2. Skipping merging of `.didat` into `.rdata`
 This doesn't match MSVC. MSVC merges `.didat` into `.rdata`, though there are caveats:
 - The merge happens only if there is at least one delay-loaded module. If not, no merge is performed.
 - While most of `.didat` is merged into `.rdata`, `.didat$5` is instead merged into `.data`. LLD handles this by adding synthetic chunks directly to `.data`, which has the same effect at runtime, though it makes the map file look different.

3. Moving the delay IAT into a separate section
 While MSVC appears to support this, I couldn’t find a way to make it emit such layout in practice. I don’t think we should differ from MSVC by default. It might be interesting to support this as an opt-in feature, but ideally, it should be done in a way that is compatible with MSVC.
 Also, if we go that route, we should update `__guard_flags` accordingly.
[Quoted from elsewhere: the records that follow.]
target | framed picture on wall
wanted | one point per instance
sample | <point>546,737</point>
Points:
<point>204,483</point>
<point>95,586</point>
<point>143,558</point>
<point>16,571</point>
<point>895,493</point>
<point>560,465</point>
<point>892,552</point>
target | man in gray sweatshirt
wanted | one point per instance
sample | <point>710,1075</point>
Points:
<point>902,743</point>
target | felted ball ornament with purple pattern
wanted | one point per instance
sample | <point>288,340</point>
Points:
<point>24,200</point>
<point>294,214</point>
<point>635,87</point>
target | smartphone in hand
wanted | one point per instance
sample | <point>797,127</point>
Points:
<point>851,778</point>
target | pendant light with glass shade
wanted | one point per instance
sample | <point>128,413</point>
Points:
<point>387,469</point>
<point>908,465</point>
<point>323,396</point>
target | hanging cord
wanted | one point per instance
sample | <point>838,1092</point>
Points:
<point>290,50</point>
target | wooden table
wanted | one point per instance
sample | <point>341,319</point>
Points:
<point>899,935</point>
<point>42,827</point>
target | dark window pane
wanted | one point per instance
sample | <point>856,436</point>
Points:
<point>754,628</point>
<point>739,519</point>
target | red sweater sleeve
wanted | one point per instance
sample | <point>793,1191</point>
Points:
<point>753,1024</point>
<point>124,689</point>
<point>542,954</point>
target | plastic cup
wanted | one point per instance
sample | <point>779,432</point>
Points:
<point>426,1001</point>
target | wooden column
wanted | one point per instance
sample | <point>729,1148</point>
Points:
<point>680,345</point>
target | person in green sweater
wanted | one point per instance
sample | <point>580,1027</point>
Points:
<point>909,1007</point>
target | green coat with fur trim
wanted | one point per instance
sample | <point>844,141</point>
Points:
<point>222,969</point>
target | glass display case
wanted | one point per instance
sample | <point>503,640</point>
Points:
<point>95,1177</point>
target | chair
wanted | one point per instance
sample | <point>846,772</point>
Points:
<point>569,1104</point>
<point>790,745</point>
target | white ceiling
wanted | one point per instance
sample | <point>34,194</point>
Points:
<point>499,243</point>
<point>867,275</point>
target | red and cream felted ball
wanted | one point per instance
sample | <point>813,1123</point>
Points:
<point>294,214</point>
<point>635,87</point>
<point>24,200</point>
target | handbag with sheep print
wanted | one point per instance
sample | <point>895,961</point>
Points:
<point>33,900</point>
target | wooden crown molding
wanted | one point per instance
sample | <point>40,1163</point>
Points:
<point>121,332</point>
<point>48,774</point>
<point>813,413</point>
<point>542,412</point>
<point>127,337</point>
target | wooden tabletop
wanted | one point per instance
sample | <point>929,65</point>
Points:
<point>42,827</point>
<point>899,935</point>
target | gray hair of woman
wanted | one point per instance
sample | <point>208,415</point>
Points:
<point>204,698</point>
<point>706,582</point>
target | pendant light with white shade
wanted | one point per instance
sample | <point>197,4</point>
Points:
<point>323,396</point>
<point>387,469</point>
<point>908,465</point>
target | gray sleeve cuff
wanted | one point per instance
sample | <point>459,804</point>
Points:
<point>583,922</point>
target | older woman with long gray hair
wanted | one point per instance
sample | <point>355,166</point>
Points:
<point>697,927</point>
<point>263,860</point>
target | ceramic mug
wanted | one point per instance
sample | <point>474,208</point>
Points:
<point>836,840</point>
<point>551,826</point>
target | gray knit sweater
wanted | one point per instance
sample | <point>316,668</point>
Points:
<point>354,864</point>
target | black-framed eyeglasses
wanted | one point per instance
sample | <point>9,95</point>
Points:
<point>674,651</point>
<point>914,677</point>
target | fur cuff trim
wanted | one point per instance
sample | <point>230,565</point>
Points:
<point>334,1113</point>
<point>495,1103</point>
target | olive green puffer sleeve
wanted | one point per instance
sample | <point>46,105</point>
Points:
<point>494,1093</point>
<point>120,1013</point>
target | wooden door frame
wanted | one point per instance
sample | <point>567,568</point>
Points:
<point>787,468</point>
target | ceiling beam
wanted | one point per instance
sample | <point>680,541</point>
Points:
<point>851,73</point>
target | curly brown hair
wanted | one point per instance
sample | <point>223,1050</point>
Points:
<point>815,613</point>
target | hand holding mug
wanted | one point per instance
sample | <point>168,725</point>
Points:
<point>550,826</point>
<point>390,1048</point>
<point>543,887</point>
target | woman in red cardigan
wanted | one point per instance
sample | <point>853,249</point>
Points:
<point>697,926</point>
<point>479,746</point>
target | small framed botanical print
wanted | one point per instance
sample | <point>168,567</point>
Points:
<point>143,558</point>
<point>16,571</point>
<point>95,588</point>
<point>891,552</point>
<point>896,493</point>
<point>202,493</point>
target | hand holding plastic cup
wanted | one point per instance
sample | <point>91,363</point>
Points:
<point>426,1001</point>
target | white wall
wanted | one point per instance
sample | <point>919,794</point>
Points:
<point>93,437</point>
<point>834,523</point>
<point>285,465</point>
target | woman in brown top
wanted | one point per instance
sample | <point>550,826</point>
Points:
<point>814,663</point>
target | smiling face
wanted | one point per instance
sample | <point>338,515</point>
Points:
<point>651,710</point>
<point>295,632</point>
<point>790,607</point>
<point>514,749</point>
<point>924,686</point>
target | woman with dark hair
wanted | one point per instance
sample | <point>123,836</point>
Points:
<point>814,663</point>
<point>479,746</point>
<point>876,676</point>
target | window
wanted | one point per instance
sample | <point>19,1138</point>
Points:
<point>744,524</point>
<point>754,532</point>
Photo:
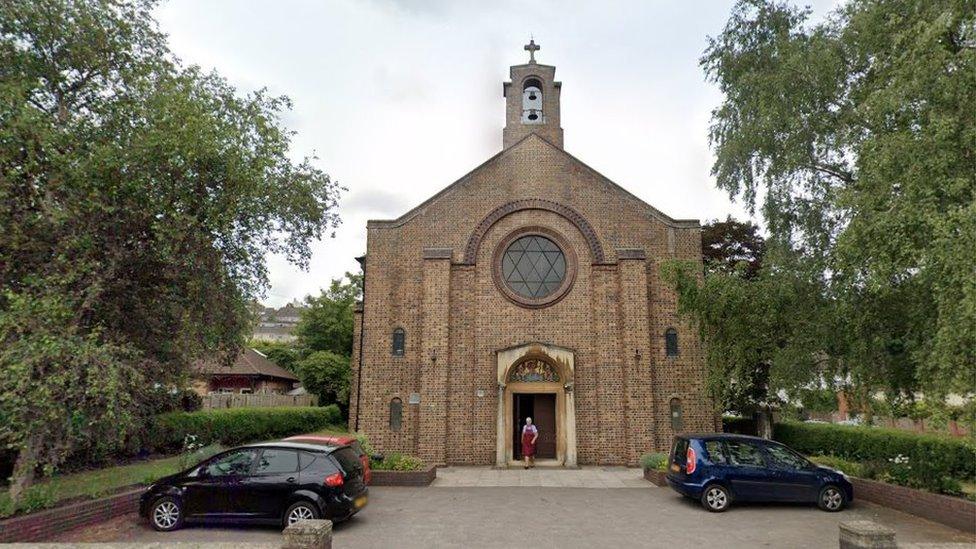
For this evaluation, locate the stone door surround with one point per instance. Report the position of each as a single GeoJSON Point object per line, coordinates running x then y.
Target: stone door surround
{"type": "Point", "coordinates": [563, 361]}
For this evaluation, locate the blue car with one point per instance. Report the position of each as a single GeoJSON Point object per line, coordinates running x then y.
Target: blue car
{"type": "Point", "coordinates": [718, 469]}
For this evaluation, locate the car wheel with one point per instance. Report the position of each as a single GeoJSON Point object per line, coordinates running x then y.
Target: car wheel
{"type": "Point", "coordinates": [716, 498]}
{"type": "Point", "coordinates": [832, 499]}
{"type": "Point", "coordinates": [166, 514]}
{"type": "Point", "coordinates": [300, 510]}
Otherwise, we’re just increasing section count without gaining any security benefit.

That said, to allow dlltool to create long-form delay-load import libraries, we could just fix (1) and condition merging of `.didat` on actual `-delayload` usage. That is, we’d assume that if someone is using a long-form import library, they aren’t using `-delayload`, so the merge wouldn’t happen.

Side note: While improving GNU dlltool is helpful in the short term, it would be ideal if binutils gained native `-delayload` support. That would make it easier for the MinGW ecosystem to adopt proper delay-loading. The current approach is cumbersome, which is probably why it’s rarely used in practice.